Were hiring a Senior Site Reliability Engineer to own and scale the infrastructure behind our courtroom transcription platform. This is not a routine ops role - youll work on high-availability Kubernetes clusters, manage complex deployments with ArgoCD, and ensure reliability for a system processing sensitive, real-time data.

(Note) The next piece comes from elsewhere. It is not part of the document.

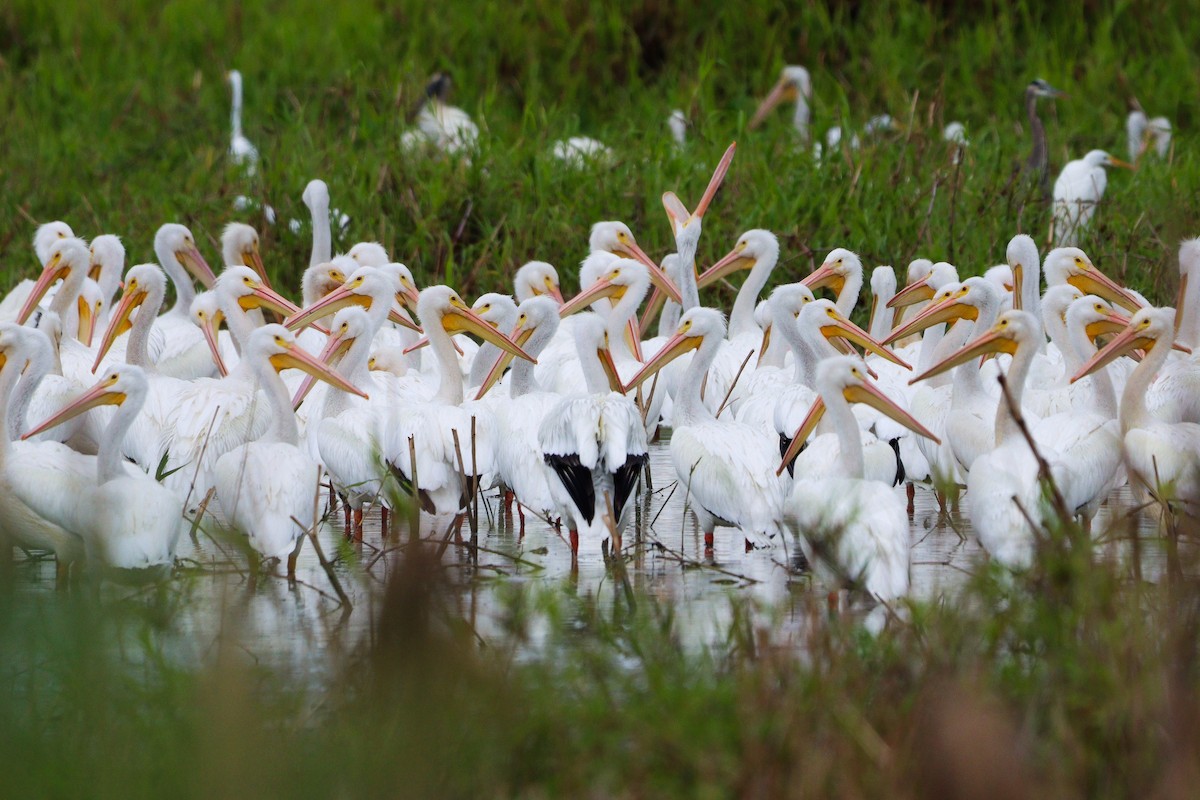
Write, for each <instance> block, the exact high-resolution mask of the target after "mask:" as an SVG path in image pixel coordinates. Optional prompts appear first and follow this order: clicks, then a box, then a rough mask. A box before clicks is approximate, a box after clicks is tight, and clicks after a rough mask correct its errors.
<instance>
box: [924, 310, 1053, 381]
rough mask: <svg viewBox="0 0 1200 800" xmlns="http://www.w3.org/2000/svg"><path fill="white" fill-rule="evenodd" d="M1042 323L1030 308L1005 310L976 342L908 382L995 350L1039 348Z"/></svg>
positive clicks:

Youll collaborate with a small team of elite builders and be the go-to expert for keeping our platform robust, secure, and fast.

Key Responsibilities

  • Deploy, manage, and optimize Kubernetes clusters in production environments.
  • Operate and maintain ArgoCD for GitOps-based deployments.
  • Troubleshoot and iron out performance, reliability, and scaling issues across our clusters.
  • Build and maintain observability (metrics, logging, alerting) to catch and resolve issues proactively.
  • Collaborate with backend and product teams to ensure smooth, reliable releases.
  • Define and enforce infrastructure best practices, focusing on security, scalability, and resilience.

Qualifications

  • 10+ years of experience in production infrastructure, reliability, or DevOps roles.
  • Proven experience deploying and managing Kubernetes clusters at scale.
  • Experience maintaining CI/CD with GitHub actions.
  • Hands-on expertise with ArgoCD (setup, tuning, troubleshooting).
  • Solid foundation in Linux systems, networking, and container internals.
  • Experience with monitoring/alerting stacks (Prometheus, Grafana, Loki, etc.).
  • Comfortable diving into complex problems and quickly stabilizing systems.

    Bonus:

  • Experience with GCP.
  • Contributions to open-source infrastructure or reliability tooling.